Two days after the video’s release, Melania Trump appeared beside her husband in the pussy-bow blouse, a style of top with a bow at the neck.

Melanie Trump’s choice of attire was unintentional, a spokesperson for the Trump campaign told Sopan Deb of  CBS News.

Intentional or not, it appears Americans like what they saw.

Google data shows an uptick in searches for “Gucci pussy-bow” following the debate. The heightened interest began at 9 p.m. on Sunday at the start of the debate and peaked at 11 p.m., shortly after the debate ended.

“I’m actually very surprised it sold out,” said Marissa Mitrovich, founder of the Washington fashion blog Politiquette. “It’s not an inexpensive item of clothing.”

The $2,190 white crepe dress Melania Trump wore to the Republican National Convention also sold out on Net-a-Porter within 24 hours of her appearance, according to Fast Company. Her spokesman told the magazine that Melania Trump does not work with a stylist and picks out her own clothing. Net-A-Porter and Gucci did not respond to The Washington Post’s requests for comment.
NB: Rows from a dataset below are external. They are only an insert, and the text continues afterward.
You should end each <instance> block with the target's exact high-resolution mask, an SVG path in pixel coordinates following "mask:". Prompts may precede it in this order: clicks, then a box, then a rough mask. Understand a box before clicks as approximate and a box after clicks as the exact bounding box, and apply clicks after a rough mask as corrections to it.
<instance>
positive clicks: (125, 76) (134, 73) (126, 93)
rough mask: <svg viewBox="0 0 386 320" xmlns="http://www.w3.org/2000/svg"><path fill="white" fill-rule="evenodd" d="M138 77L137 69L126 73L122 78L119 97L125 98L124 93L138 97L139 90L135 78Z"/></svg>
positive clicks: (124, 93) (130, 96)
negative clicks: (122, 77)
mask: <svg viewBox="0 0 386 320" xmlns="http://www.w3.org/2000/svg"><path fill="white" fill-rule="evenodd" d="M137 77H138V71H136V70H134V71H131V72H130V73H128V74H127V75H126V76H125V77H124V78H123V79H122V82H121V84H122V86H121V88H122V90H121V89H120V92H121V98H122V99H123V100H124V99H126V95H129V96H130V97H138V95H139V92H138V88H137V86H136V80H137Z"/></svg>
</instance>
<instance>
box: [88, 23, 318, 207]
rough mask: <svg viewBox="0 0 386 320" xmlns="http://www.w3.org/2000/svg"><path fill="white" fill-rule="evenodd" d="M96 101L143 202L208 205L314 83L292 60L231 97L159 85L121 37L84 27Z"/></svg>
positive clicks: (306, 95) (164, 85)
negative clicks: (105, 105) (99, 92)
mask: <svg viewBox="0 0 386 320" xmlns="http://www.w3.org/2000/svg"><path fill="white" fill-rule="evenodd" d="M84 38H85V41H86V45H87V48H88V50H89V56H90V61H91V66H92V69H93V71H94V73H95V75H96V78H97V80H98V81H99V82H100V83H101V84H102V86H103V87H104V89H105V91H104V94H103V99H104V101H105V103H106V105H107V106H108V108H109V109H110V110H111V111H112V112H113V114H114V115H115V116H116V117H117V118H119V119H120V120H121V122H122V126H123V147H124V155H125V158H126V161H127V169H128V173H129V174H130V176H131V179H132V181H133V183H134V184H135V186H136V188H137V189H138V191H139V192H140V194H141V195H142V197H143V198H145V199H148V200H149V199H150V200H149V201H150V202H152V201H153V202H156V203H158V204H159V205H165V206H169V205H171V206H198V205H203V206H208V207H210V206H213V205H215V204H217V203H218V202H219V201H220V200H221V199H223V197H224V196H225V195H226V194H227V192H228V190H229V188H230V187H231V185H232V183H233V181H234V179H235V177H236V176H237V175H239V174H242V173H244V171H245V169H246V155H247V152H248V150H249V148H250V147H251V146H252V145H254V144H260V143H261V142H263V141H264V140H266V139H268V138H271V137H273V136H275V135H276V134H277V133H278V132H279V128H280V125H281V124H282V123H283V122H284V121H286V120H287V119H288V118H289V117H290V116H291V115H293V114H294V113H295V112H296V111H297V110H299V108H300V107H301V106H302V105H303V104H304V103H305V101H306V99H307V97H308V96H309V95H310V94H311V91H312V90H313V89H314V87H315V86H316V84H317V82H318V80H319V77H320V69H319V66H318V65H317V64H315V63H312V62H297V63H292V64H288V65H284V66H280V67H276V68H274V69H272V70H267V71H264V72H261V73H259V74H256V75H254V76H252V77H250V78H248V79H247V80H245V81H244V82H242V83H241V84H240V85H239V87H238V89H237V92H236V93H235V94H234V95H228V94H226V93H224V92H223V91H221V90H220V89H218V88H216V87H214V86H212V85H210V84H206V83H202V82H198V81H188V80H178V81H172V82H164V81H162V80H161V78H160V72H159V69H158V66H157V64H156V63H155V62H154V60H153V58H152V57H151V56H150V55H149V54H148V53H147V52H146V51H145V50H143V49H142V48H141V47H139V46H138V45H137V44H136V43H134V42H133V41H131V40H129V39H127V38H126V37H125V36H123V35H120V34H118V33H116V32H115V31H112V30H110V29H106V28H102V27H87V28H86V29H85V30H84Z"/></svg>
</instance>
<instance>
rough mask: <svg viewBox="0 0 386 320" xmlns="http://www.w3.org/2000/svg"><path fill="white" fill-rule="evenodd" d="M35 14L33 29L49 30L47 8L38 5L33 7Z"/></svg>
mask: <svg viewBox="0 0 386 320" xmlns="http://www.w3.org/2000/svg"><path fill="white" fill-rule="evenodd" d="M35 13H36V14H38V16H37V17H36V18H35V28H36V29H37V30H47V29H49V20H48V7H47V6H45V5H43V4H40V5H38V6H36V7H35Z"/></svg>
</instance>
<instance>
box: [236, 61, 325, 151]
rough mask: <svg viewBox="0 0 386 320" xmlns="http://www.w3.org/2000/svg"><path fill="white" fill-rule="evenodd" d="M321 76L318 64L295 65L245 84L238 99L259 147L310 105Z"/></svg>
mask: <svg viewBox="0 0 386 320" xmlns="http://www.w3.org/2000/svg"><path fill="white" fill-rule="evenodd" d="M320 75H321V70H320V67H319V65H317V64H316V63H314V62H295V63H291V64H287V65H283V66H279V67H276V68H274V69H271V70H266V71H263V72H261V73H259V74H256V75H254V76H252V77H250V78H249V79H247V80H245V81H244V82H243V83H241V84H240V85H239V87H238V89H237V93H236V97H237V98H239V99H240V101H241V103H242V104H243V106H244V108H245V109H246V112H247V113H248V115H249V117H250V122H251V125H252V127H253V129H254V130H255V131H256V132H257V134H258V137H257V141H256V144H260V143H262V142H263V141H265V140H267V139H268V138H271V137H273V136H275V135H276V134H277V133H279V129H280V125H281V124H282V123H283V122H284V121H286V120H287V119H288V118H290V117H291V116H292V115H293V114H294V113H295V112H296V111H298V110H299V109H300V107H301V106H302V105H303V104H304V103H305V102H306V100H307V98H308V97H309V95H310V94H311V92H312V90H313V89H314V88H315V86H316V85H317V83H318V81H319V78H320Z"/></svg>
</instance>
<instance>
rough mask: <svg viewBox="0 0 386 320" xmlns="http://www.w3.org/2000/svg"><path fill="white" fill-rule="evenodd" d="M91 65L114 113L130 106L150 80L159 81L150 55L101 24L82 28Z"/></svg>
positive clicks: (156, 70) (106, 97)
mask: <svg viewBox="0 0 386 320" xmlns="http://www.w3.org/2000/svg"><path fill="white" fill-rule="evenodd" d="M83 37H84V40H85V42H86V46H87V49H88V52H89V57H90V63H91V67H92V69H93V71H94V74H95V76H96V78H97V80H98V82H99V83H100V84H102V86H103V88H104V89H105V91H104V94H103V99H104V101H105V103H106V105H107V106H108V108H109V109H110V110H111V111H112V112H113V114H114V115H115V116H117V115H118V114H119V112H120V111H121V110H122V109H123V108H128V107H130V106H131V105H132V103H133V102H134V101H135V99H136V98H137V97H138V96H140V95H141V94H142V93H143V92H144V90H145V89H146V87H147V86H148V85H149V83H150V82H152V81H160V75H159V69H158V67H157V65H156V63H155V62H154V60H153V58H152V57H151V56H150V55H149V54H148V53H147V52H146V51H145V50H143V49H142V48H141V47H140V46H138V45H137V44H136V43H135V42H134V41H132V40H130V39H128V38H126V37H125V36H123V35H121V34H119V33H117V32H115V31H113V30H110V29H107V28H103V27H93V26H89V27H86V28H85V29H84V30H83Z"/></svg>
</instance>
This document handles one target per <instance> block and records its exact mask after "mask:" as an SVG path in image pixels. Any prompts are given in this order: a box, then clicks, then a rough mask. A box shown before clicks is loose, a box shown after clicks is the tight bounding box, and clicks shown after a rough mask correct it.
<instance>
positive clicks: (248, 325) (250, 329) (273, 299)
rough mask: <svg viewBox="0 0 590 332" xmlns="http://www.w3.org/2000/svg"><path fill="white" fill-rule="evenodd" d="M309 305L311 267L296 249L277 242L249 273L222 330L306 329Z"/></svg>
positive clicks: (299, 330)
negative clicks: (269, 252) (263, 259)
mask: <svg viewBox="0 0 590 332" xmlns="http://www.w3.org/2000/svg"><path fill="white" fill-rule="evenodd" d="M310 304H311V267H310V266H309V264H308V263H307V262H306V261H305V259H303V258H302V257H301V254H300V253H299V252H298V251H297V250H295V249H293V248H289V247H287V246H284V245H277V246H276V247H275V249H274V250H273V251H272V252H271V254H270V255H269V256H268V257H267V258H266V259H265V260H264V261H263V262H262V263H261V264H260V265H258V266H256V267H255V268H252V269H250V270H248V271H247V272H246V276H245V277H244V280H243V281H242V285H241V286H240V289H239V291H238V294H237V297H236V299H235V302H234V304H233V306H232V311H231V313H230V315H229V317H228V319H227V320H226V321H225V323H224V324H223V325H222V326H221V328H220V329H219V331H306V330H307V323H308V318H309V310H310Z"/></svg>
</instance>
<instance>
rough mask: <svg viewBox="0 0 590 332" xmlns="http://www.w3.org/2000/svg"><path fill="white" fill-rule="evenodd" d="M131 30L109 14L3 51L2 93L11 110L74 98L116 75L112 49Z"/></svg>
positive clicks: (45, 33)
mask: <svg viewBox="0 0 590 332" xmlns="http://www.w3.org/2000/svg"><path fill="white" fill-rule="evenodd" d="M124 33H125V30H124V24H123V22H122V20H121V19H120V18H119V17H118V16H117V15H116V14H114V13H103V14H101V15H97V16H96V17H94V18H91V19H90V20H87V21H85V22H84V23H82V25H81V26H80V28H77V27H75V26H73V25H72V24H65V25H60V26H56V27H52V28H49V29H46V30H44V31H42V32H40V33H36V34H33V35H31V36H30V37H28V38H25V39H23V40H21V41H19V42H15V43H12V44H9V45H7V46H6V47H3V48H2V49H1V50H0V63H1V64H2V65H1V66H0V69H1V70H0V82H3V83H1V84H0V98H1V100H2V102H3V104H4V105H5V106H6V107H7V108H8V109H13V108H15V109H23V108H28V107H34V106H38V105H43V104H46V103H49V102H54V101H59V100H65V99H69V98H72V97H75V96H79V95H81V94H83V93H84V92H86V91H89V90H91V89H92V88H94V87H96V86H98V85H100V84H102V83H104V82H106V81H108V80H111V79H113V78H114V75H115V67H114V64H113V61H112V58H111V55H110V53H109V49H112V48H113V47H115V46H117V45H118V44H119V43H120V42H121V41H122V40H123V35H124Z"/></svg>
Does all this mean Melania Trump might become America’s next fashion icon? Not likely, says David Yermack, a professor of finance at New York University’s Stern School of Business.

“Melania Trump is very unlike to ever become first lady — and even she does, she doesn’t have the widespread appeal that Michelle Obama does,” he said. “Most likely she will disappear from public view as soon as the election is over.”

Yermack reported in a 2011 study that Michelle Obama’s fashion choices — whether $118 J. Crew cardigans or the $2,095 Narciso Rodriguez dress she wore to the State of the Union address this year — routinely sell out, boosting bottom lines for companies, as well as the overall stock market.

“Company stock prices rise significantly when the First Lady wears their clothing, increasing about 1.7 percent in the week following her most closely watched appearances,” he wrote. “During 2009 her public appearances led to immediate gains exceeding $5 billion in shareholder value for various clothiers.”

That impact is unprecedented, he said.

Even someone like Kate Middleton, who has spurred her share of spending sprees doesn’t have the market-moving impact as Michelle Obama does, according to Yermack.

“She is thin and remote and regal, while Michelle Obama is more like a middle-class mom,” he said. “The consumer identifies more with Michelle Obama.”

That issue of relatability may ultimately limit Melania Trump’s reach, whether or not she becomes America’s next First Lady, Yermack said.

“She’s not a sympathetic figure that’s likely to appeal to the middle class,” he said. “What you’re seeing in the debates is likely a one-time phenomenon.”